Democratic Tax Reform True tax reform should help working people, not the wealthy

The American people deserve a tax code that rewards hard work. Republican’s most consequential legislative achievement last congress was a tax scam—a tax cut for corporations and the wealthy that was sold as a “middle class tax cut.” They passed the bill with narrow margins through reconciliation and with no Democratic votes. 

My tax reform plan would undo the harm done by that bill and go further, creating a tax code that upholds American values and makes sure all Americans pay their fair share. It would do so by closing loopholes and expenditures only utilized by the wealthy and corporations while focusing IRS resources on tax shelters and cheats. 

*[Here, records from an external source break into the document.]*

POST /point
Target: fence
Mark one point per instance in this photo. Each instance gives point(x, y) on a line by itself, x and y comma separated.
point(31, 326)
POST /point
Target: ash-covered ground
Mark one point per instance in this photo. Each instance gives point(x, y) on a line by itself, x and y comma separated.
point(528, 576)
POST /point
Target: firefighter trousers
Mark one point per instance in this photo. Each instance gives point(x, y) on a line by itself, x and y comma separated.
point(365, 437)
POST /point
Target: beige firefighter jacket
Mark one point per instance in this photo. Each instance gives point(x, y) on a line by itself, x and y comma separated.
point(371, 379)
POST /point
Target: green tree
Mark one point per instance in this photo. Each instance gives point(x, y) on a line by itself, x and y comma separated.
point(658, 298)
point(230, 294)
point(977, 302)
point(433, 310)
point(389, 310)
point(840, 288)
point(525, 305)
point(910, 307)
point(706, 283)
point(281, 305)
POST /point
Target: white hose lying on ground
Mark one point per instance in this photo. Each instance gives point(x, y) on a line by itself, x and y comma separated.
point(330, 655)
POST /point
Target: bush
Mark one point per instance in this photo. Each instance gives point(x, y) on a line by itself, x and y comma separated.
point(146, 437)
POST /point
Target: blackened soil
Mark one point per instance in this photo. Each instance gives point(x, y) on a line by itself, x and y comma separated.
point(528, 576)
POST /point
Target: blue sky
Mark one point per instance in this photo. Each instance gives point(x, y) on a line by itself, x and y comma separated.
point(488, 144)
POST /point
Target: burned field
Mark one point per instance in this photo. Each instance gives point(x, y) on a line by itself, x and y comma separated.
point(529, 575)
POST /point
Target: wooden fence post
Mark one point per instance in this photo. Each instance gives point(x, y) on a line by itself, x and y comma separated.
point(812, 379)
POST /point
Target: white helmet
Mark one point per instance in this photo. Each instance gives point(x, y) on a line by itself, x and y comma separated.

This plan would raise nearly 3 trillion dollars in revenue, which we can reinvest in growing our middle class, combating climate change, providing good healthcare to all Americans, and tackling the other challenges of our time. 

 Here’s what my plan would do:

  • 1. Increase the Corporate Tax Rate to 25%
      • – A consensus 25% rate would bring U.S. corporate taxes in line with global averages, keeping America competitive while raising revenue.

 

  • 2. Equate the Rates
      • – Eliminate the rate difference between long term capital gains and ordinary income taxes.

 

  • 3. End Tax Shelters
      • – Move the corporate tax rate to a per-country minimum on worldwide income. 

 

  • 4. Reform the Estate Tax
      • – End stepped-up basis. 
      • – Lower the estate tax threshold to $3.5 million, $7 million for couples.

 

  • 5. Close Tax Loopholes
      • – Close the carried interest loophole.
      • – Close the real estate 1031 exchange loophole.
      • – And all other loopholes that allow the wealthy to have a lower tax burden than working families.

 

  • 6. Step up tax enforcement
      • – Tax cheats cost the United States $500 billion in yearly revenue. But the number of IRS auditors has shrunk by a third, and so has the percentage of millionaires under audit. Staffing up the IRS would generate significant revenue from only those who fail to pay their fare share.
      • – Spending two billion a year on IRS staff would raise tens of billions in additional revenue.

 

  • 7. End the pass-through deduction
    • – This deduction can be used to convert ordinary income into business income taxed at a lower rate. Closing it would ensure that business owners pay the same rate as their employees.

 

Background

The above outline would raise nearly three trillion dollars in federal revenue. According to an analysis by Natasha Sarin and Larry Summers, making these tax policy changes would boost federal revenue by $2.83 trillion over ten years—an increase in revenue larger than either a 70% top marginal rate or a 2% wealth tax. Their analysis thoroughly demonstrated that by broadening the tax base, we can create a more progressive tax code and reward those who already pay their fair share. 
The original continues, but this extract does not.